Für den Frühling eignet sich daher eine Biketour im vorderen Pitztal besser. Die Tour ausgehend von Wenns führt in rund 2 Stunden durch die Kulturlandschaft am Eingang des Pitztales.
Und natürlich gibt es im Pitztal auch viele Möglichkeiten, mit dem Bike zu einer der Hütten und Almen zu radeln, die Aussicht zu genießen und köstliche Tiroler Schmankerl zu kosten. Beispielsweise kann man von Wenns auf die Venetalm fahren und genießt von dort nicht nur einen tollen Bilck ins Pitztal, sondern auch auf die andere Seite ins Inntal und auf die gegenüberliegenden Lechtaler Alpen.
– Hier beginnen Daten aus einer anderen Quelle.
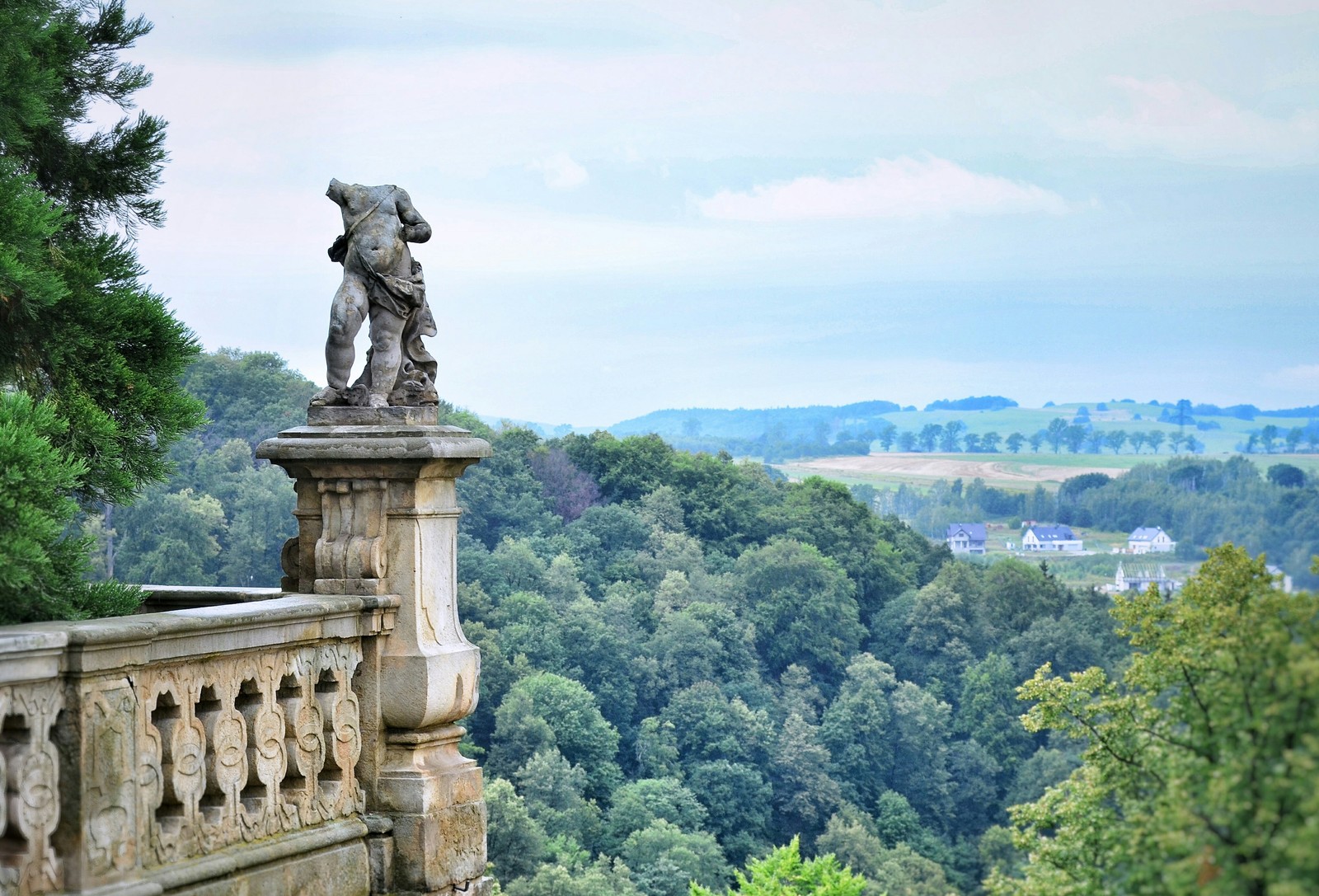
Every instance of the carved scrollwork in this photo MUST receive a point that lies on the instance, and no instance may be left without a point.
(109, 711)
(244, 748)
(32, 786)
(353, 533)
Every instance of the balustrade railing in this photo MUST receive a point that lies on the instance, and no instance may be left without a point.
(138, 751)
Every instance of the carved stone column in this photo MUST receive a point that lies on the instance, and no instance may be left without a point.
(378, 514)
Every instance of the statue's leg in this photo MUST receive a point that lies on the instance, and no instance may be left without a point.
(346, 316)
(387, 331)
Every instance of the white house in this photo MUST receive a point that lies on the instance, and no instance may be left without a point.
(1140, 575)
(1151, 540)
(966, 537)
(1050, 537)
(1281, 579)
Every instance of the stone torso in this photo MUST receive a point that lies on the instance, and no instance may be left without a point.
(378, 241)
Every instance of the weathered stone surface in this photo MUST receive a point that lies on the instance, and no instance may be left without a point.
(400, 416)
(173, 748)
(378, 514)
(235, 746)
(434, 796)
(382, 281)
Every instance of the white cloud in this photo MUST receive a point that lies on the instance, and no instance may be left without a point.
(900, 188)
(1299, 377)
(561, 171)
(1186, 120)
Wanderungen zu bekannten Hütten im Pitztal
Ganz hinten im Pitztal zweigt sich das Tal noch mal in zwei Seitentäler auf - in das Mittelbergtal und in das Taschachtal. Wer durch das Mittelbergtal aufwärts wandert, erreicht nach rund drei Stunden Gehzeit die Braunschweiger Hütte, die auch ein wichtiger Stützpunkt auf der Alpenüberquerung E5 von Oberstdorf nach Meran ist. Wer sich für das Taschachtal entscheidet, gelangt nach einem Fußmarsch von 3:20 Stunden zum Taschachhaus am Fuße der Wildspitze. Abkürzen kann man die Tour, indem man mit dem Bike bis zur Materialseilbahn der Hütte fährt.












Ausgehend von Mittelberg im Pitztal gelangt man zudem zur Riffelseehütte, die am westlichen Ufer des malerischen Riffelsees steht. Wer nicht die Seilbahn nimmt, braucht von Mittelberg über die Taschachalm rund zwei Stunden. Einfacher geht es freilich, wenn man mit der Reffelseebahn bis zur Bergstation fährt und entlang des Sees zur Hütte wandert.
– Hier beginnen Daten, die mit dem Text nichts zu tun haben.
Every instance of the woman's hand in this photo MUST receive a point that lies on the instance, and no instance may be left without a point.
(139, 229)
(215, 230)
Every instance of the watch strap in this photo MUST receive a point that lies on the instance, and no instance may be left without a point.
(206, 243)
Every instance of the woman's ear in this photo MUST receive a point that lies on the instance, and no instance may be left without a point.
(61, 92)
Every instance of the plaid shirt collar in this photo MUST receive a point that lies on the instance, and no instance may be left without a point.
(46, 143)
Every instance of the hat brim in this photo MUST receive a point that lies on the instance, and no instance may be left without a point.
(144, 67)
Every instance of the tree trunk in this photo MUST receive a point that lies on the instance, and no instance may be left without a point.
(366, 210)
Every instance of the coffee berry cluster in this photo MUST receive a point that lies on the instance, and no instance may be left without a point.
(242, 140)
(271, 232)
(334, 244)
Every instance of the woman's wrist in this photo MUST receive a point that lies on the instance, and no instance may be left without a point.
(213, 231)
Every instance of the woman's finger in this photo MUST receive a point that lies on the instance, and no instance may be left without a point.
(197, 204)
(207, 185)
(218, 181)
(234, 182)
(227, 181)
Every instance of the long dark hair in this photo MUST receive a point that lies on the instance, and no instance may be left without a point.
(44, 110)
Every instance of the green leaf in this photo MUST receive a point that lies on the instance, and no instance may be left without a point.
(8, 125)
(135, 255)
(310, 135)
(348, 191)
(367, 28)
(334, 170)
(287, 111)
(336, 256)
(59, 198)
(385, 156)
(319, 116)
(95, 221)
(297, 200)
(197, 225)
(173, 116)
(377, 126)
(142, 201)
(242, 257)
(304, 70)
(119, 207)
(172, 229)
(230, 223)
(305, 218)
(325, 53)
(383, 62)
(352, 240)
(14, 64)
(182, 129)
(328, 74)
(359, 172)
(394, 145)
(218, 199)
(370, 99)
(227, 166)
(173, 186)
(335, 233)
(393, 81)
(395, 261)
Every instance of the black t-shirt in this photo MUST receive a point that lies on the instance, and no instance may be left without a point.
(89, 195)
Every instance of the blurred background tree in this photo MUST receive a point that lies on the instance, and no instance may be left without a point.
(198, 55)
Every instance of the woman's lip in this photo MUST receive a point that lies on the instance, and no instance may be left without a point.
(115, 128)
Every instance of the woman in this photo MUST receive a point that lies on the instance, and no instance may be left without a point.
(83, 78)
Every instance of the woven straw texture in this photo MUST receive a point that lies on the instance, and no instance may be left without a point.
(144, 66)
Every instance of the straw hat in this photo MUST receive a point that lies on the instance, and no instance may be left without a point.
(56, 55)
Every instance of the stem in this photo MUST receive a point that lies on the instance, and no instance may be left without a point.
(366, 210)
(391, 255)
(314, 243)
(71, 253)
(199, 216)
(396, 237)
Eine weitere tolle Hütte ist die Rüsselsheimer Hütte, die am Geigenkamm steht und von Plangeross im Pitztal zu erreichen ist. Für den Anstieg sind rund 1:40 Stunden einzuplanen, die Aussicht von der Hütte ist grandios.






Berg-Hochtouren im Pitztal
Das Taschachhaus ist ein wichtiger Stützpunkt für Hochtouren auf die 3.000er der direkten Umgebung, wie etwa auf den 3.638 Meter hohen Brockkogel oder auf den höchsten Berg Tirols, die 3.772 Meter Hohe Wildspitze.








Spannend sind auch die Touren von der Kaunergrathütte aus, die am besten von Plangeross im Pitztal in rund drei Stunden Gehzeit erreicht wird. Direkt hinter der Hütte befinden sich die Watzespitze mit 3.533 Metern und die Verpeilspitze mit 3.425 Metern. Beide Touren verlangen Kletterkenntnisse, die Watzespitze ist als schwierige Berg-Hochtour eingestuft.














Klettersteige im Pitztal
Wer in traumhafter, hochalpiner Lage mit Blick auf die Gletscher einen Klettersteig begehen möchte, ist im Klettergarten Pitztaler Gletscher richtig. Hier gibt es gleich vier Klettersteige in unterschiedlichen Schwierigkeitsgraden. Der Zustieg erfolgt von Mittelberg in Richtung Braunschweiger Hütte. Die Abzweigung zum Klettergarten ist gut markiert und in rund einer Stunde Gehzeit zu erreichen.